I put a Fisher HT on my 2008 Chevy Avalanche end of last year. This weekend was my first time using it. It worked better than expected for these past (2) storms. I really liked the specs on the HT and found it was exactly what I needed. I only intend to plow 3 driveways and my business lot (24 spots). The HT did it with ease. Also, my fisher installer included a steel cutting edge in the purchase. I just need to wear down the trip edge a little before I can install due to bolt patterns. I think that is a design flaw in my opinion but I am told it typical of Fisher plows.

See links below for additional info. I had a tough time finding info when I was looking last year.
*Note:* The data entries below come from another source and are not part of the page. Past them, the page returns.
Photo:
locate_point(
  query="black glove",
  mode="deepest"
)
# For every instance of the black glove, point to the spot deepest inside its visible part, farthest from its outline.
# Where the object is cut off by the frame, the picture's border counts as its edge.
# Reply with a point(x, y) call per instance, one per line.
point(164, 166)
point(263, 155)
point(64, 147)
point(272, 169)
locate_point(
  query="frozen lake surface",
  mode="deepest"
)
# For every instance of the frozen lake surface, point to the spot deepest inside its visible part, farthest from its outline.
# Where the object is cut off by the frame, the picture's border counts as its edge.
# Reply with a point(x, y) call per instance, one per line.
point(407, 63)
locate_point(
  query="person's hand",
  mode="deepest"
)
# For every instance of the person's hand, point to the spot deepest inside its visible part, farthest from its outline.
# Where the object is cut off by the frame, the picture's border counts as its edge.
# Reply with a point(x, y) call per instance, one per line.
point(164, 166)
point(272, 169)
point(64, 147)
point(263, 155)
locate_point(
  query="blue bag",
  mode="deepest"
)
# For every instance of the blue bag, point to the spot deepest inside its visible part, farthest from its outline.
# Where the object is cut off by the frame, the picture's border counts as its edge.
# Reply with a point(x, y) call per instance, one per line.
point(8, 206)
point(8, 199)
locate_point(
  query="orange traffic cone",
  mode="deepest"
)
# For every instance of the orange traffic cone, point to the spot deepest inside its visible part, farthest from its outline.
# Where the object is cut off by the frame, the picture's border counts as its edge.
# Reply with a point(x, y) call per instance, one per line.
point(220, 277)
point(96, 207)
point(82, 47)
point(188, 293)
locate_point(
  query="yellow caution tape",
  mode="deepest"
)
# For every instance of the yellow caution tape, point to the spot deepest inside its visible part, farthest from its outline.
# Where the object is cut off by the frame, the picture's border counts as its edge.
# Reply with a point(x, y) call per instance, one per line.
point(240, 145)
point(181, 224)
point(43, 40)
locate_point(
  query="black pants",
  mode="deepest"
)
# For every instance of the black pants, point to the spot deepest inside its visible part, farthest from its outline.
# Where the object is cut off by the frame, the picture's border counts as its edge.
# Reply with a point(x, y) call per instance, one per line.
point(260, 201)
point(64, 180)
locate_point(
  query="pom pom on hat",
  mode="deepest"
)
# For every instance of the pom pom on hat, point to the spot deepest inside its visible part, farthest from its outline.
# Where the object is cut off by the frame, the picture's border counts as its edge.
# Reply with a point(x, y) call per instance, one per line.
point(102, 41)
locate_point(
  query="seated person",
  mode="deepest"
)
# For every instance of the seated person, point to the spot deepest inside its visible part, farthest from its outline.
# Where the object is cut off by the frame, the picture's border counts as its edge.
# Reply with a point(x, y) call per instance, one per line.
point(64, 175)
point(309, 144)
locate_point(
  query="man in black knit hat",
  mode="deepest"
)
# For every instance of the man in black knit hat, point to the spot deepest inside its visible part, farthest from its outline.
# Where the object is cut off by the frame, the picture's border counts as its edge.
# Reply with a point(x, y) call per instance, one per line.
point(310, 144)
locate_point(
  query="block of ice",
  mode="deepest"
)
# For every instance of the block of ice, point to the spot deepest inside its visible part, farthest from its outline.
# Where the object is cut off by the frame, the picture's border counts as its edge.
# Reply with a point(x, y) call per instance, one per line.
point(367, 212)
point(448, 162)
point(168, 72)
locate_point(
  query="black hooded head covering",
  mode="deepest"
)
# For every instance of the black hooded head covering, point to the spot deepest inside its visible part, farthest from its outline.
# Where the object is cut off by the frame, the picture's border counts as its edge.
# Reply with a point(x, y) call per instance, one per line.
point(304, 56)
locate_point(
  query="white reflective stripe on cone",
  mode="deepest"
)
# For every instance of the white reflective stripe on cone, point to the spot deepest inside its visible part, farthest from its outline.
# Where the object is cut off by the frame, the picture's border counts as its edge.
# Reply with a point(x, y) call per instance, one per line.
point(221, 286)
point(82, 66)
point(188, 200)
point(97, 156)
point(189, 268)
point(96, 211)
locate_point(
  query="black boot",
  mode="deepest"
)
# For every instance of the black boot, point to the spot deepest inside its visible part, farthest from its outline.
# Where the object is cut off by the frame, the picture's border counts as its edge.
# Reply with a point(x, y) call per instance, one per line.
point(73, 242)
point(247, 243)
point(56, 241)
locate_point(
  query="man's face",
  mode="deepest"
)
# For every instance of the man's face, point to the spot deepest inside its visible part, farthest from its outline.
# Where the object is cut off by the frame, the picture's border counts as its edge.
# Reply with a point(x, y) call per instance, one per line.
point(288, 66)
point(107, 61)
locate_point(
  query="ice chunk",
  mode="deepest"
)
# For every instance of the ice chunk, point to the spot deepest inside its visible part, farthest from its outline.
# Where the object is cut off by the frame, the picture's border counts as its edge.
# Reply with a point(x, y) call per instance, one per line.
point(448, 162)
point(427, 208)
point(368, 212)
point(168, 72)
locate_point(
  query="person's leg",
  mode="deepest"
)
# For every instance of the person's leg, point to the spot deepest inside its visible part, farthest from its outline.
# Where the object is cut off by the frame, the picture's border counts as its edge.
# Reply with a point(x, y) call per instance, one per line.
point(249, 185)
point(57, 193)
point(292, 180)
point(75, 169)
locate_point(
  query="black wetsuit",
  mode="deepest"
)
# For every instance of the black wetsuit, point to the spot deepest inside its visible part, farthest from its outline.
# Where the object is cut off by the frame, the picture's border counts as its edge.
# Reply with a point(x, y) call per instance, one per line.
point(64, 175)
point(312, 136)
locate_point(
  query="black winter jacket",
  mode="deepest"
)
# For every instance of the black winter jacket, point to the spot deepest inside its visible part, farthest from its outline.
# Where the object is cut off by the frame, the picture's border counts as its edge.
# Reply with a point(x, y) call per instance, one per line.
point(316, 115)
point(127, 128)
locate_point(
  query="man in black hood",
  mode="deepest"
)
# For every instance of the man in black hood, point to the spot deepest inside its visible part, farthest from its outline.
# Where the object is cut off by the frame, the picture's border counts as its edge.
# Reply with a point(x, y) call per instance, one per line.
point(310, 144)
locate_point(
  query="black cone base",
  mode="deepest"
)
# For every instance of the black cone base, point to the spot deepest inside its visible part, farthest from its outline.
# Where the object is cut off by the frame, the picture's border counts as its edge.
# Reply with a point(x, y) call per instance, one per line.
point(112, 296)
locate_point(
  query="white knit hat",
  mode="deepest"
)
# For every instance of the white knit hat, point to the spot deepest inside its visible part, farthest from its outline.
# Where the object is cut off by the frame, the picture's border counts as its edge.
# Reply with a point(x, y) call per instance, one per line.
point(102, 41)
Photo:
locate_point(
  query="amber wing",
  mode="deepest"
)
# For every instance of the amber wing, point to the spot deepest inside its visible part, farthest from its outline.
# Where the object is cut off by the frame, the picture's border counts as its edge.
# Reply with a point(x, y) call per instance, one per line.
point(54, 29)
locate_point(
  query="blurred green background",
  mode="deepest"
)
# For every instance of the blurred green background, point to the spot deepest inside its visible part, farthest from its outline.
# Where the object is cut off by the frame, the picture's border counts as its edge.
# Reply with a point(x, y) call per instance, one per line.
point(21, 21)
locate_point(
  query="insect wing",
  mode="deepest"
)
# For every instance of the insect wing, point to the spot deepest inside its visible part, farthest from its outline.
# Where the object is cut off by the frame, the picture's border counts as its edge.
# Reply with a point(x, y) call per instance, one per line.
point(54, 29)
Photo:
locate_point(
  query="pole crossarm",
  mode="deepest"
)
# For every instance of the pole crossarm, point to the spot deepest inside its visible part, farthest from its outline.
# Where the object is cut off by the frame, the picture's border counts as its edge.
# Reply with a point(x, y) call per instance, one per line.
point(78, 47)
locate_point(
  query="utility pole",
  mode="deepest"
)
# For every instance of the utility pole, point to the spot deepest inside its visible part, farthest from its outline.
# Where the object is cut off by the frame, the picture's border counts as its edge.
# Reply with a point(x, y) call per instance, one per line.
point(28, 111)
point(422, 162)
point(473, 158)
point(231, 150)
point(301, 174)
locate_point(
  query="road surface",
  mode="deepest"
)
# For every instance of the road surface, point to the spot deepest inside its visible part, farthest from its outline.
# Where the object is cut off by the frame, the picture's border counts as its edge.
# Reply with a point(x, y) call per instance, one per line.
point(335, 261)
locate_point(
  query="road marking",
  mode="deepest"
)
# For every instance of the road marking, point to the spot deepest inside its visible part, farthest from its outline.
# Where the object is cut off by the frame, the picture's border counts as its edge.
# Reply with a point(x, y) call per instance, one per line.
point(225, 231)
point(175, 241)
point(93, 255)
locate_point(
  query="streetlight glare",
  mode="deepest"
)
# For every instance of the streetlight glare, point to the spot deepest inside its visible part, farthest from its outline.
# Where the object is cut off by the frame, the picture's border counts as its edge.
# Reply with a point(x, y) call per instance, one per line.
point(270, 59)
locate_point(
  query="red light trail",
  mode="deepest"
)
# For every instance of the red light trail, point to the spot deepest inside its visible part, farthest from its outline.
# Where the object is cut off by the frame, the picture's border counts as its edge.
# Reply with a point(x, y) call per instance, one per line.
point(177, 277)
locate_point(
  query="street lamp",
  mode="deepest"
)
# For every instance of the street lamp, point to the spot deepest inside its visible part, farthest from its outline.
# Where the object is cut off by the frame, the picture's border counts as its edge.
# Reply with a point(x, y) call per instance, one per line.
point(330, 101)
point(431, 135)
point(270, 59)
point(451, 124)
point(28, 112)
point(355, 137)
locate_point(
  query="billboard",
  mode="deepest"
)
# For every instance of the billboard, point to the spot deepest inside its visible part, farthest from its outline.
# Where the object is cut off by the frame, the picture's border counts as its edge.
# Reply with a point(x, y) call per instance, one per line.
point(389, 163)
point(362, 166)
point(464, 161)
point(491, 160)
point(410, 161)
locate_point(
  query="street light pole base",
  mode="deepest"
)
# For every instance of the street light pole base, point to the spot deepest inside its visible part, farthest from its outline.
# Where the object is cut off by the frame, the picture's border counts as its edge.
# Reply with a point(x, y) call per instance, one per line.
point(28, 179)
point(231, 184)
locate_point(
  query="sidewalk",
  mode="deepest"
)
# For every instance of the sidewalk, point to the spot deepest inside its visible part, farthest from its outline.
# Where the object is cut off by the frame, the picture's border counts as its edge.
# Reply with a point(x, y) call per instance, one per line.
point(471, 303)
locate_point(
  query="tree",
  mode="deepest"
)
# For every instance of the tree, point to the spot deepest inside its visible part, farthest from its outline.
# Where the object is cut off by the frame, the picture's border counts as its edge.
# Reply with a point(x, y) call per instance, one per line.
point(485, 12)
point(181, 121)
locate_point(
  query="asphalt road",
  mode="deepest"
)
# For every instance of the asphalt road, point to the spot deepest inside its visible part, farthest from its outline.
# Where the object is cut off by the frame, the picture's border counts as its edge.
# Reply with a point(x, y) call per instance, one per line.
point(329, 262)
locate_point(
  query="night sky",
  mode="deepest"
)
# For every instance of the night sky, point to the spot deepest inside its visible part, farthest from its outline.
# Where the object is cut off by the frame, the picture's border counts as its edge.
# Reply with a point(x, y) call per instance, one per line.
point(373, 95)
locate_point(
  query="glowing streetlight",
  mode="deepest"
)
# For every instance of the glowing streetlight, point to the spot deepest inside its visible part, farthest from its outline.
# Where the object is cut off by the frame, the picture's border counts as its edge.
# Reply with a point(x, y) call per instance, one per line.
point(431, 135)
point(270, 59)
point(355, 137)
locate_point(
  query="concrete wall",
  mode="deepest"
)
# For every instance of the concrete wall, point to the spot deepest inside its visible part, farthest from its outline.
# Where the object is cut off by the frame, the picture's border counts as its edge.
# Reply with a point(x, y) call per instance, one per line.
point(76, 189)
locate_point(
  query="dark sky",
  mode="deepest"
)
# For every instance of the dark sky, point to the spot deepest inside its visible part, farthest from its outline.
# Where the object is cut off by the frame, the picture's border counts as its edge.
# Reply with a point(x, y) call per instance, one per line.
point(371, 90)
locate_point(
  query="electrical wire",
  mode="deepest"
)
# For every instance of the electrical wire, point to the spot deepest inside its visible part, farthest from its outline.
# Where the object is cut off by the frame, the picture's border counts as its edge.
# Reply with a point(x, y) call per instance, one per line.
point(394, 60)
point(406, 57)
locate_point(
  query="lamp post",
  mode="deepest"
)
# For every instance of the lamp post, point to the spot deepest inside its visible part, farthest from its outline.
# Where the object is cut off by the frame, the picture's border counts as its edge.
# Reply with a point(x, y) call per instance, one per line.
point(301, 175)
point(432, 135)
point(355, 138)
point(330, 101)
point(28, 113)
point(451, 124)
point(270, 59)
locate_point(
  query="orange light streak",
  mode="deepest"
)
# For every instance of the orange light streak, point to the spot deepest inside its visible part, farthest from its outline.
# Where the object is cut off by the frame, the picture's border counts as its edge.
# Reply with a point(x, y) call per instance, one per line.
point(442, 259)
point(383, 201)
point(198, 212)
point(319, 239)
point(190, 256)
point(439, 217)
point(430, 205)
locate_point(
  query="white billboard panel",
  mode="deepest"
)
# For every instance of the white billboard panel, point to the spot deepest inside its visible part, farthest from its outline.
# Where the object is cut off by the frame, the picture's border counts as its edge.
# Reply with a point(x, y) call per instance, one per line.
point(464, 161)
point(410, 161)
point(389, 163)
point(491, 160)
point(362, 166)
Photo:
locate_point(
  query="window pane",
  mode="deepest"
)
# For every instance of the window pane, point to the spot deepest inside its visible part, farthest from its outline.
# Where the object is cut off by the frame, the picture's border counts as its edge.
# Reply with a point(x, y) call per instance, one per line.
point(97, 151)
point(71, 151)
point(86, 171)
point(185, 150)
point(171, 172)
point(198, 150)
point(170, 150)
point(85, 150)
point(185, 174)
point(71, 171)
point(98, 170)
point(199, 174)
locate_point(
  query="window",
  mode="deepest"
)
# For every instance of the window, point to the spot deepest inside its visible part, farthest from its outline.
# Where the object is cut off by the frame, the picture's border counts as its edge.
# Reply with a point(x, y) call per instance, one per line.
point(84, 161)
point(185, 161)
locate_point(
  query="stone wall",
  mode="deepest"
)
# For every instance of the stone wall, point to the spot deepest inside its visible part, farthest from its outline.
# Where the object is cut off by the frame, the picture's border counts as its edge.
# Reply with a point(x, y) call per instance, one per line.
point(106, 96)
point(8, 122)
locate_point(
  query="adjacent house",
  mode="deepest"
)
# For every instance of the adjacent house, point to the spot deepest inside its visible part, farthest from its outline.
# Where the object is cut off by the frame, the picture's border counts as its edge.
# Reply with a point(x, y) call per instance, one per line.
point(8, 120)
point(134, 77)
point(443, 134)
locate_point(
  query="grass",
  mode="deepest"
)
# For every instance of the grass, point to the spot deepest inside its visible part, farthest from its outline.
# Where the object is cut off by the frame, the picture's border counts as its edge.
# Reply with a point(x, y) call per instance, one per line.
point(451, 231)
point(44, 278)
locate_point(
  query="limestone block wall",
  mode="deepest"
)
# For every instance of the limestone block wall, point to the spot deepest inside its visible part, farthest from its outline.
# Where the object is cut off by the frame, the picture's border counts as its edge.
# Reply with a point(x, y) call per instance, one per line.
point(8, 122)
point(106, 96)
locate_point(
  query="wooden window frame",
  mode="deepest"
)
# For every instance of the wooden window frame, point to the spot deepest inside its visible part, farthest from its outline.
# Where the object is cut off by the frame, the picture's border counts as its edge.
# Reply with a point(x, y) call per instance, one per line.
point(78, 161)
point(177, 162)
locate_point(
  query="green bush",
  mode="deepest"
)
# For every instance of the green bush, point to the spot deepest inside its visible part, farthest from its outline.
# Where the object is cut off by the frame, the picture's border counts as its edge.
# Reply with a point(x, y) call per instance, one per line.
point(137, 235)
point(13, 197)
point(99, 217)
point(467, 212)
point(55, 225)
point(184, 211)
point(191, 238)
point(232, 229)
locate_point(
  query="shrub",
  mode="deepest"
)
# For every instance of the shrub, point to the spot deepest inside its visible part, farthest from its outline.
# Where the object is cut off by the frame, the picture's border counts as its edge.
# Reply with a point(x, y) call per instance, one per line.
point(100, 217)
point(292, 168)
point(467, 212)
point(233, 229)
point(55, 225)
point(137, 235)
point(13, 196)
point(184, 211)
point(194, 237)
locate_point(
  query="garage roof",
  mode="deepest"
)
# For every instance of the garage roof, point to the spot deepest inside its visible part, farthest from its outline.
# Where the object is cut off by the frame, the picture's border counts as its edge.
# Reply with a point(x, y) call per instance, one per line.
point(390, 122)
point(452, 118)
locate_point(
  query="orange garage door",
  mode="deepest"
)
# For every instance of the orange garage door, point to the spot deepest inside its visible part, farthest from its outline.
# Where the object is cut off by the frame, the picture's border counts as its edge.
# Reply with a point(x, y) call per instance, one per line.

Hope this helps.






Pics here.

http://chevyavalanchefanclub.com/cafcna/index.php/topic,125519.0.html


----------



## 2006Sierra1500

Yeah we love our HT.


----------



## nbannan

*HT & SD look very similar build*

I have an HT on my 1500.
truck came with Factory Plow Pack.
Not sure if that affects warranty or not but mine is and has been covered even with the HT on it (and not by the selling dealer).
I hear an awful lot of bashing on HT vs SD etc.
I would love to hear from *someone who has both* to see what they say!
looking at both frames, there are more similarities than differences.
I like the covered control & pump on HT as well as back-drag Lock.
SD can probably stack higher but I have had no issue pushing up a six foot pile.
This is my 3rd season with HT and no issues (Sill think SD has better Jack system) but once you get used to HT it works fine. I put a poly blade on my HT this season so I don't wake the neighbors in the early AM. Nice & quiet now!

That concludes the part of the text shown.